One explanation for this success rests in its lighter touch. The director’s interests are identifiable but do not overbear, working in harmony with the action rather than dragging it off in unexpected directions. And whilst there are certainly moments when the transposition of Verdi’s tragedy from renaissance court to nineteenth-century gentleman’s club seems a little awkward, there has been no over-determined scramble to paper the cracks; instead, the contradictions are seen for what they are, presented with a knowing wink. This is consistent with an approach that elsewhere seeks to cut the bleakness of the material with certain gaiety – and as we well know, higher peaks can make for deeper troughs.

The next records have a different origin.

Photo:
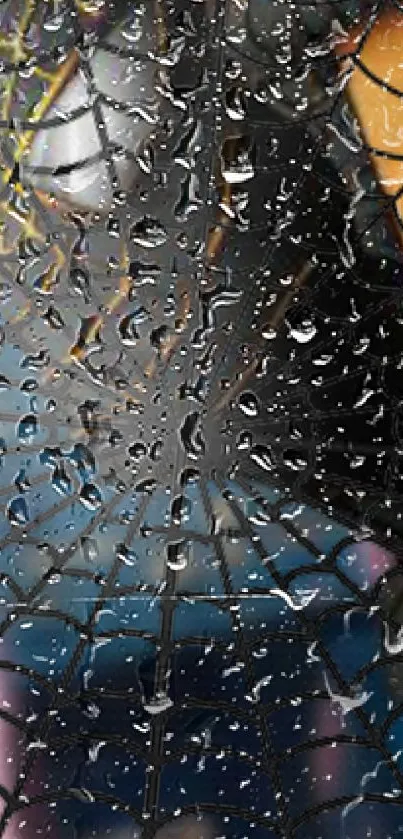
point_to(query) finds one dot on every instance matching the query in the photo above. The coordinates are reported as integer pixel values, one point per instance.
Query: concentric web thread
(200, 377)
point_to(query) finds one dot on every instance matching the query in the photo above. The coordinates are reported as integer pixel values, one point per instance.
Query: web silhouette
(201, 424)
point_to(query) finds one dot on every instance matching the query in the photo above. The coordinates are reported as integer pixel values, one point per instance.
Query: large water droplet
(17, 511)
(248, 403)
(27, 428)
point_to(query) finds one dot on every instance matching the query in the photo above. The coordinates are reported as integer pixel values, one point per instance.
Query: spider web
(201, 435)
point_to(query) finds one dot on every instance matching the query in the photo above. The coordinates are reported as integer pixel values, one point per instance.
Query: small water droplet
(17, 511)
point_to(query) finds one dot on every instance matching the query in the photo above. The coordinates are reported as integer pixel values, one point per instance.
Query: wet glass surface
(201, 604)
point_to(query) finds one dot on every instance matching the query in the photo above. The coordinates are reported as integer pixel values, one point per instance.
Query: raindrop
(137, 450)
(60, 480)
(191, 436)
(125, 555)
(177, 554)
(89, 548)
(148, 233)
(80, 281)
(17, 511)
(90, 496)
(249, 403)
(261, 455)
(237, 160)
(180, 510)
(27, 428)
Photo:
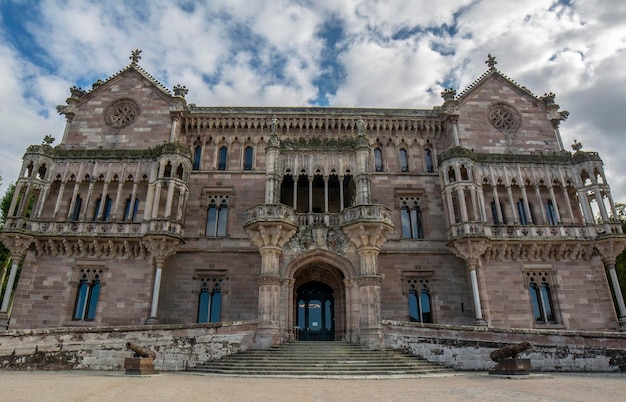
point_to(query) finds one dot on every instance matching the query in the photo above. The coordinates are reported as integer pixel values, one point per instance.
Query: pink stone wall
(536, 133)
(89, 130)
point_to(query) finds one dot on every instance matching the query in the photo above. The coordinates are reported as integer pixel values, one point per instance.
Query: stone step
(320, 360)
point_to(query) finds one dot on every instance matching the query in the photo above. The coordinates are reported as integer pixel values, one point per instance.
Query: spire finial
(491, 62)
(135, 55)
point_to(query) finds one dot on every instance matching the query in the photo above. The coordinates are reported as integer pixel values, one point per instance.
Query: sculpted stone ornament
(507, 361)
(143, 361)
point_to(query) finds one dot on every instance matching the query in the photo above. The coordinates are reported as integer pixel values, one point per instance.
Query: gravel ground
(115, 386)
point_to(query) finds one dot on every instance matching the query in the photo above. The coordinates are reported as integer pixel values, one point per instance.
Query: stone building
(316, 222)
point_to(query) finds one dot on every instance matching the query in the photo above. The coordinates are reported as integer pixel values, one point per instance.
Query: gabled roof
(493, 71)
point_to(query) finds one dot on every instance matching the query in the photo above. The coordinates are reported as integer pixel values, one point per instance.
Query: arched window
(87, 298)
(378, 160)
(429, 161)
(247, 158)
(541, 298)
(419, 301)
(77, 206)
(131, 215)
(197, 154)
(551, 213)
(222, 157)
(404, 160)
(411, 217)
(210, 301)
(106, 212)
(217, 218)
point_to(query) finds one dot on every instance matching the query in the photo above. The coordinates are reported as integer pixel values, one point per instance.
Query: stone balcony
(284, 213)
(520, 232)
(48, 228)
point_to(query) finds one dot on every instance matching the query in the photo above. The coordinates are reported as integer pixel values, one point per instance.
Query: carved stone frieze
(310, 238)
(96, 248)
(539, 251)
(609, 249)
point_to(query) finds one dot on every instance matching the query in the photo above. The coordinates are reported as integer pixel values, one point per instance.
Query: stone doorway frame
(336, 272)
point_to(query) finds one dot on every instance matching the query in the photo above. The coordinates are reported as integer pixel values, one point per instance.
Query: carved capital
(368, 234)
(609, 249)
(270, 234)
(17, 244)
(470, 250)
(161, 247)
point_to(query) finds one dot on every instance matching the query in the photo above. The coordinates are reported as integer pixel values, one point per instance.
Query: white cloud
(392, 53)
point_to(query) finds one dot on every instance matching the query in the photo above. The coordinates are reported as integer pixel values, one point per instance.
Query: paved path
(115, 386)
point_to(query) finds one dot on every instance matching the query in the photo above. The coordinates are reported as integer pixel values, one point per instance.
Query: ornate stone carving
(121, 113)
(504, 118)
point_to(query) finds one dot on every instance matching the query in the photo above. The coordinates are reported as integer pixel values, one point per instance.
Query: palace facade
(317, 223)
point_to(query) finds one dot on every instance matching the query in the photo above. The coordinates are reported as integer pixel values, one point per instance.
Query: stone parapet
(468, 347)
(104, 348)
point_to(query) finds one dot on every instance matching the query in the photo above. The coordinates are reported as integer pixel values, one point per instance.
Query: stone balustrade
(92, 228)
(468, 229)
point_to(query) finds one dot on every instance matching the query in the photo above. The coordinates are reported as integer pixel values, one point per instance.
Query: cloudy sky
(373, 53)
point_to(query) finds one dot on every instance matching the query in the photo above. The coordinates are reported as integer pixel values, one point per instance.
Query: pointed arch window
(420, 309)
(404, 160)
(222, 158)
(411, 217)
(248, 153)
(551, 213)
(197, 154)
(131, 214)
(429, 161)
(87, 295)
(541, 299)
(77, 206)
(210, 300)
(217, 216)
(378, 160)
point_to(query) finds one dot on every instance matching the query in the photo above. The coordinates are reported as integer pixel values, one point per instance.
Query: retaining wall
(104, 348)
(468, 347)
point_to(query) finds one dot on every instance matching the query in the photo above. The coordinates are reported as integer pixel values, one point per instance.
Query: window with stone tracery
(217, 216)
(411, 218)
(89, 283)
(541, 293)
(212, 287)
(419, 295)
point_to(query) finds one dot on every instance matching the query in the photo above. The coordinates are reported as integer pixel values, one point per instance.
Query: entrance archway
(315, 312)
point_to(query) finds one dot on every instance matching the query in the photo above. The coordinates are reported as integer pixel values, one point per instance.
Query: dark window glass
(77, 206)
(429, 161)
(404, 161)
(247, 158)
(378, 160)
(197, 154)
(223, 155)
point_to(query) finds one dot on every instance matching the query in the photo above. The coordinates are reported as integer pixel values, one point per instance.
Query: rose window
(504, 118)
(121, 113)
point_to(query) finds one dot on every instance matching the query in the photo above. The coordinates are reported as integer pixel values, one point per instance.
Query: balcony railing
(93, 228)
(469, 229)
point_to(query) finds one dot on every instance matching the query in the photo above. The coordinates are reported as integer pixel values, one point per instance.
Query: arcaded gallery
(316, 223)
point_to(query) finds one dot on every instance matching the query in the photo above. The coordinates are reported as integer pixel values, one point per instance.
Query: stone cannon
(509, 352)
(141, 351)
(507, 362)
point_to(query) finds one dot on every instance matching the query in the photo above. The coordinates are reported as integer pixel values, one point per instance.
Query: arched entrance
(315, 312)
(320, 278)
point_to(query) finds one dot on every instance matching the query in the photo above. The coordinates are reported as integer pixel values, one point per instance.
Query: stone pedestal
(139, 366)
(512, 367)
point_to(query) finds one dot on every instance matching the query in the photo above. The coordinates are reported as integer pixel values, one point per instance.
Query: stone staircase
(321, 360)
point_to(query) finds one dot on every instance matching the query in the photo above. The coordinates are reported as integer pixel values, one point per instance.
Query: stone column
(368, 232)
(17, 245)
(161, 248)
(269, 237)
(471, 250)
(609, 249)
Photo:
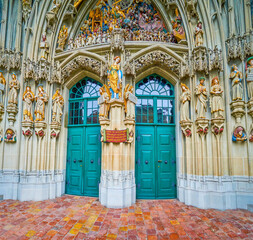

This is not to say that Alden has been otherwise hands-off. As well as reducing the number of locations in the plot to one, we quickly realise that the entire scenario has been shifted into past tense – the jester of the title interrogating his actions after the fact. This works for two reasons. Firstly, the libretto makes extensive use of dramatic irony; the audience is always one step ahead of the protagonist, himself fulfilling an unknown and macabre destiny. The move thus lends psychological depth. The intensity of Rigoletto’s fixation on a curse foretelling his downfall always seemed disproportionate, even if it adds historical colour. Alden renders it pathological, recasting the character’s obsession as denial for his own culpability. Secondly, setting the performance in a single, public room correlates with private facts already being known. It also permits Alden the chance to explore the theme of the subjugation of women in society – in particular, ideology’s production of complicity with one’s own repression – within an appropriate contextual framework.
Such reductionism would have threatened visual variety had the space not been so well employed. The salon is an attractive ensemble of oak panelling, tall ferns and gas-lamps, lit evocatively from the wings to suggest filtered morning light; furniture is deftly reconfigured between scenes to create new areas, which works well despite necessitating some fairly clumsy, extra-diegetic tableaux to buy time for stagehands. But simplicity has its rewards. The principal singers give superb performances and these are brought sharply into focus.
Quinn Kelsey delivers a rancorous, snivelly Rigoletto, at all times articulate and filling every nook of the auditorium with swollen baritone. He is thunderous when threatening; pitiful when required to plead. One highpoint amongst many came in the hunt for Rigoletto’s lost daughter. Kelsey shuffles nervously through the club, attempting to mask the hunchback’s anxiety from those he knows to be responsible for her disappearance. The stuttering music here later serves as the basis for a long lament when all his fears are realised, making the scene something of a focal point for the second and third acts.
Kelsey’s pantomime villainy is complimented by Anna Christy’s naturalistic movements and crystalline voice. This underpins a tense, mouse-like portrayal of Rigoletto’s daughter who yearns for independence but lacks the maturity to see it through. In all their guises, the female characters in Alden’s version are fundamentally innocent – their bid for freedom always withers of its own accord; similarly, patriarchal power is shown to be faulty, bisected by the ridiculous. In this, Barry Banks completes the triad. Whilst the tenor wanted for power in the opening scenes this was quickly found, his philandering, manipulative Duke becoming a little Napoleon. Singing his iconic aria La donna è mobile, Banks parades the stage in ill-fitting armour, thrusting his stubby sword with camp bravado.
This is not your classic Rigoletto then, but neither is it a reinvention. Some judicious decisions tease-out and emphasise the qualities that make the opera so beloved, and the precariousness of the resetting may remind us just how loosely opera’s conglomeration of art, music and theatre hang together anyway. Here, at least, no single element overwhelms. The cynic’s old adage that creative stagings are acceptible through closed eyes has no grounding. For even the most conservative patron, this is an opera to be seen, not only heard.